Incident Report for Kili

Postmortem

Post Mortem

Production issue 30/08/2021

Summary

On 30th August, we encountered a platform issue that prevented users from reaching the platform.

Incident Timing (UTC+2)

9 am to 3 pm

Incident Timeline (UTC+2)

30/08/2022

First alert or first ticket
- Internally at 9 am
First Announcement
- Status page incident creation at 9:01 am
Status page update time
- 11:19 am Investigation in progress: We are currently investigating this issue.
- 1:35 pm Situation under control: The issue has been identified and a fix is being implemented
- 2 pm Incident set to stable: A fix has been implemented and we are monitoring the results
- 6 pm Incident resolved: This incident has been resolved.

‌

Actions:
- 9:46am, 9:55am and 10am, the service has restored but for only few minutes
- from 10:36am to 10:56am, the service was slow but available
- 11:23am to 1:13pm, the service was getting better response time
- 1:13pm to 1:42pm, the service was slow or unresponsive
- 1:42pm, the service was get back to normal response time
- 2pm,the incident was set as fix implemented and monitoring

End-User Impact

All the website is slow or unreachable

Users cannot connect to the application

What caused the incident?

Quickly the issue was identified to come from the database, the number of locks ACCESS SHARE MODE were growing.
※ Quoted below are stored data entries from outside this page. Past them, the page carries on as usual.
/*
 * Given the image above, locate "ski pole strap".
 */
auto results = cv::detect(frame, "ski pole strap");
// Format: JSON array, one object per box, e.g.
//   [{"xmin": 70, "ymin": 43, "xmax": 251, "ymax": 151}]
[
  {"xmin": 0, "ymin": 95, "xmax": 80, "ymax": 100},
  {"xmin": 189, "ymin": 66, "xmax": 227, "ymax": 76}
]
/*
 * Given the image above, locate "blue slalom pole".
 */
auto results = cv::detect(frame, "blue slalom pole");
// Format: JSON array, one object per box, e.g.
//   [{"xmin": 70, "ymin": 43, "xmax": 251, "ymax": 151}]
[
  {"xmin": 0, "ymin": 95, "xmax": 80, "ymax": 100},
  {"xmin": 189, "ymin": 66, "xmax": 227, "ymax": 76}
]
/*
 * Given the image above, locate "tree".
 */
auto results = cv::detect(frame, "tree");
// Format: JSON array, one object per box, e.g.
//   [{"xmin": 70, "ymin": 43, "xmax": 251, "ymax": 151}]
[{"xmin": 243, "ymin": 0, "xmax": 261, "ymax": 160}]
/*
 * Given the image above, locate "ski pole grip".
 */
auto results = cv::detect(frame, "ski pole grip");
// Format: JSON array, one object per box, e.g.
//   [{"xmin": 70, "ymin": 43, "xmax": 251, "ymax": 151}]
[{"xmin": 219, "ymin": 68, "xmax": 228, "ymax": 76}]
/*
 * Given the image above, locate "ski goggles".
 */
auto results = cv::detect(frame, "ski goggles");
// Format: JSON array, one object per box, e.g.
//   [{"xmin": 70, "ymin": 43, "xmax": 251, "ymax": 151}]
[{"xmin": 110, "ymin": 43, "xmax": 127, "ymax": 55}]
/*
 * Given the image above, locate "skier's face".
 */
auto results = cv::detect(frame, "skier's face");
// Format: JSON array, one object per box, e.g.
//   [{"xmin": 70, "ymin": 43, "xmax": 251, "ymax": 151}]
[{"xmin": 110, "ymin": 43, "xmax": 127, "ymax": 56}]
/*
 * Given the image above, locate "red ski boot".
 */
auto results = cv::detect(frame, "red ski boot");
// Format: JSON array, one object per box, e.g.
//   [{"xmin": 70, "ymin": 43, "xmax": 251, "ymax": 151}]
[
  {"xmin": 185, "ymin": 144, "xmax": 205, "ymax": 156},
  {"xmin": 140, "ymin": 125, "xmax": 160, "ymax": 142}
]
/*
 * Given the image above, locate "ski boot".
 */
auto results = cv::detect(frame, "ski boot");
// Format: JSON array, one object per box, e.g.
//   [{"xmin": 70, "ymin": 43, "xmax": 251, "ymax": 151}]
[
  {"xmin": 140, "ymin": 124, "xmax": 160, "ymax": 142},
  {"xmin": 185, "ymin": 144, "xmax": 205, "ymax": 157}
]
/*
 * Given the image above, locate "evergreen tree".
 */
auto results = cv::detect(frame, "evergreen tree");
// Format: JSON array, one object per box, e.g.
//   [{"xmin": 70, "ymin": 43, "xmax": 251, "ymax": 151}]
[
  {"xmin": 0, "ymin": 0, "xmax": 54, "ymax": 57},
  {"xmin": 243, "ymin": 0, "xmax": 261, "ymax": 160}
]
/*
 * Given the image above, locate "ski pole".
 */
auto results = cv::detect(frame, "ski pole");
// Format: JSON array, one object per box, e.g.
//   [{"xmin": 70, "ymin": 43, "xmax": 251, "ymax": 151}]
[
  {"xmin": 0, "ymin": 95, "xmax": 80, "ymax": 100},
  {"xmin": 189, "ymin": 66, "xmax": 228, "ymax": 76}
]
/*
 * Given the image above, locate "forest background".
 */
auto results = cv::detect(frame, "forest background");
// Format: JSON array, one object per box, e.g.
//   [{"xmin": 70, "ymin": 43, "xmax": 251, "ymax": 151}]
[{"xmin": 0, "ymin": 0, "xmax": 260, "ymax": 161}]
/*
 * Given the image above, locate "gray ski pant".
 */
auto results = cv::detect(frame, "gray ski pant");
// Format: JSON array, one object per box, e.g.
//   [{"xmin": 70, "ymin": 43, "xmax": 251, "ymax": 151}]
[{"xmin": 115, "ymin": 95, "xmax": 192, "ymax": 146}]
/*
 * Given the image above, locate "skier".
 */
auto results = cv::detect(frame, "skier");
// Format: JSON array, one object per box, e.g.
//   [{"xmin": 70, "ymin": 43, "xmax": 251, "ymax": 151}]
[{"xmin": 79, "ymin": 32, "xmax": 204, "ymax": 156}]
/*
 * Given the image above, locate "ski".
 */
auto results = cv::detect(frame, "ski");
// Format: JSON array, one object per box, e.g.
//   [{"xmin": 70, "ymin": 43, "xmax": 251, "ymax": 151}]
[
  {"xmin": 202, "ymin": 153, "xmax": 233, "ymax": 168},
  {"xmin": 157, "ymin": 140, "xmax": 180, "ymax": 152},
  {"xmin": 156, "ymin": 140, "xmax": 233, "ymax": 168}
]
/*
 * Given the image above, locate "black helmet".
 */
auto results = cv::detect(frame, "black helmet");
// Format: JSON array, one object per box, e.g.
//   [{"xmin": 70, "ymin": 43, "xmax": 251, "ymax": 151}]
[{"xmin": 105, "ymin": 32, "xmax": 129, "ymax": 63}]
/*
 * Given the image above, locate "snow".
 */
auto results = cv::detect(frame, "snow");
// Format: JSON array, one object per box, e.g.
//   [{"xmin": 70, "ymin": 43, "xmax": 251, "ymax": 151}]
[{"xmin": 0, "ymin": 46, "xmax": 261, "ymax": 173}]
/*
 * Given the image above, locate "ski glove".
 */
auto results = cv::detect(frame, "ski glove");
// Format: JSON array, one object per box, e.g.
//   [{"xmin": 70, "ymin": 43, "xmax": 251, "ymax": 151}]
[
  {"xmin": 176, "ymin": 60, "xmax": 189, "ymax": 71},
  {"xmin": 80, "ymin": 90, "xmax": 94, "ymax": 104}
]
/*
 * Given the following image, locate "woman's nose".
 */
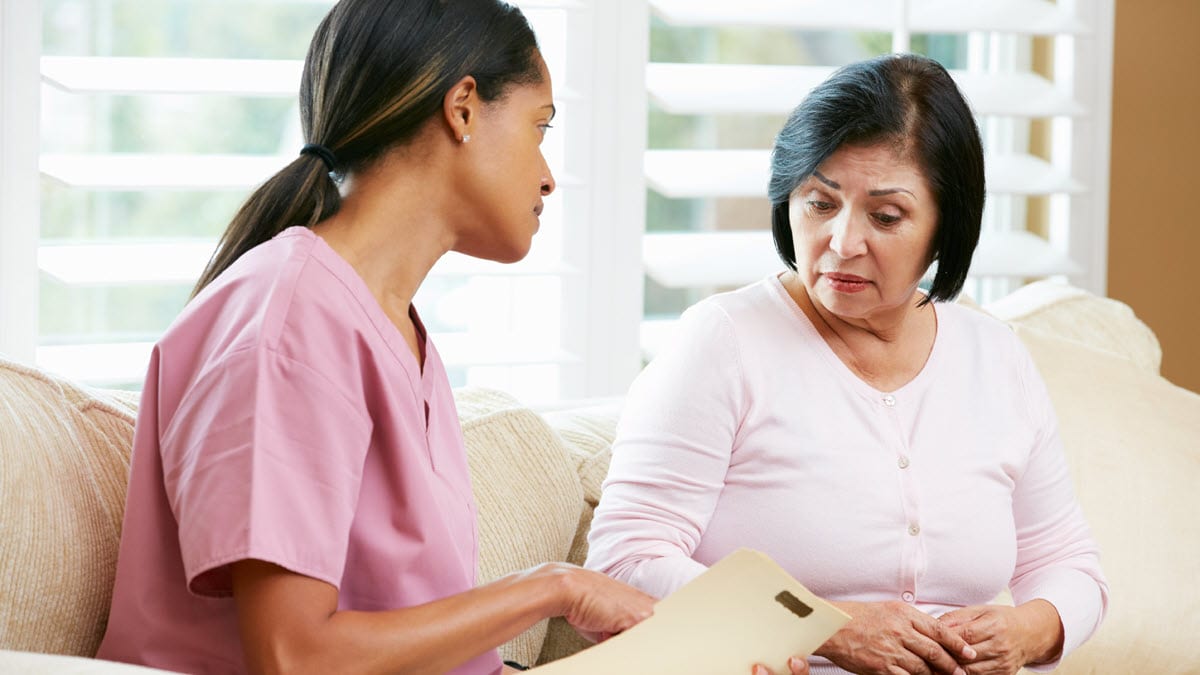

It appeared that some locks on the DB weren’t released, blocking a part of the other queries. Those locks triggered queries to be stacked, and so the backend was starting to slow down. The auto scaling has started to start some new containers but as the issue was on the DB, this was not helping.

The last update on production was 10 days ago, the issue was not coming from a new deployment or modification.

Doing a full rolling restart of containers allowed us to get back to a normal situation but after several minutes the issue was here again.

The non-released locks were coming from transactions not closed. After several investigations we have found that the transactions weren’t closed due to network issues. The connections between the containers of one specific node were having trouble, the clients and the server were waiting for each other. This network instability started after a cluster GKE update and was getting worse day after day.

Draining the node to start the containers on a new node fixed the network issues.

Corrective elements put in place to ensure that this does not happen again

Improve monitoring to detect sooner issue on unreleased lock
Improve vacuum monitoring on postgresql
Add a new alert on oldest transaction for each database

Posted Sep 02, 2022 - 10:56 UTC

Resolved

This incident has been resolved.

Posted Aug 31, 2022 - 07:44 UTC

Monitoring

A fix has been implemented and we are monitoring the results.

Posted Aug 30, 2022 - 13:04 UTC

Update

We are continuing to work on a fix for this issue.

Posted Aug 30, 2022 - 11:38 UTC

Identified

The issue has been identified and a fix is being implemented.

Posted Aug 30, 2022 - 11:35 UTC

Update

We are continuing to investigate this issue.

Posted Aug 30, 2022 - 10:25 UTC

Investigating

We are currently investigating this issue.

Posted Aug 30, 2022 - 09:19 UTC

This incident affected: Europe (Europe - Kili API).